SHIREKEEP (CS) – Kai Jackson has proposed controversial legislation in the Landsraad that would result in the dissolution of the Imperial Republic of Shireroth, which just last month celebrated its thirteenth year of existence.
In tabling his bill, Jackson cited his belief that Shireroth “cannot again reach the activity levels of the glory days” as his primary motivation to seek its dissolution, adding that such a bold move “shall generate much-needed activity.”
The bill proposes that Shireroth be succeeded by its current administrative divisions (Goldshire, Hyperborea, Kildare, Lichbrook, Safiria, Yardistan, and Shirekeep) becoming their own sovereign micronations. Upon achieving sovereignty, these successor states would continue to be aligned with each other through a “Group of Seven” to encourage commerce and intercultural exchange “as they attempt to manifest their respective destinies.”

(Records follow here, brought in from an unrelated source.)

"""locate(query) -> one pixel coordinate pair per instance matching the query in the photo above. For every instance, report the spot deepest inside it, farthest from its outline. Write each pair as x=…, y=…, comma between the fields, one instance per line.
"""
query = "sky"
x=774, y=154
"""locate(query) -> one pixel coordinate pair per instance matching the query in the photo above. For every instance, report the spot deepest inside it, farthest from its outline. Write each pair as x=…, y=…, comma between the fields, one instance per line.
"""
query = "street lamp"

The bill was quickly panned by several ranking Shirerithians, with Krasniy Yastreb referring to the measure as another “panicky” reaction to Shireroth’s current lull in activity. Said Yastreb, “What this would create is a series of territories too inactive to support themselves, which end up falling [to inactivity] in short order.”
Vilhelm Benkern was equally cool to the proposal stating that “a minor trough is no reason to disband at all,” and calling for Jackson to be ruled out as a potential candidate for future Kaiser for proposing such a measure. Jackson defended his proposal, responding to Benkern that “I don’t think three years is a minor trough.”

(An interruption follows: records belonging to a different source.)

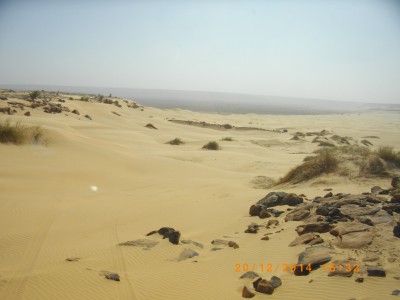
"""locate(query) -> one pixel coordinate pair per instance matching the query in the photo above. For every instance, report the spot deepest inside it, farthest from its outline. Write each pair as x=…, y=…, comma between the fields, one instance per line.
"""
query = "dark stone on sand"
x=376, y=271
x=112, y=276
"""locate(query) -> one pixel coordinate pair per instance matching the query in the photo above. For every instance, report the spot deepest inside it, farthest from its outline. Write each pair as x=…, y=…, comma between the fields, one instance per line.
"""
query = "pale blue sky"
x=333, y=49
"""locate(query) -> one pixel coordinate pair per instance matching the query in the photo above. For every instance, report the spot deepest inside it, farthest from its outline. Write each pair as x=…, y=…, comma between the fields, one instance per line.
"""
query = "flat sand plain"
x=97, y=183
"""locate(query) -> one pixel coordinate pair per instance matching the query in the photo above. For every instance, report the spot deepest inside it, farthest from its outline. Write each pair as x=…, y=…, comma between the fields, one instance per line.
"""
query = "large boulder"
x=348, y=227
x=354, y=240
x=297, y=214
x=396, y=182
x=304, y=239
x=320, y=227
x=311, y=258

Kaiseress Mira Raynora also voiced her opposition to the bill, calling dissolution “unthinkable,” while noting that Shireroth, while not as active as in its past, was nonetheless still productive. Raynora viewed the proposal as an opportunity to reform the current system of governance in Shireroth, encouraging individuals to propose ways to improve the system as opposed to pursuing dissolution of the state. Her view was echoed by Soreaa Isurui, who voiced that reforms have to be moderate while cautioning that “too little of it or too much of it is clearly nothing that we can afford.”
Debate on the proposal continues in the Landsraad as of press time.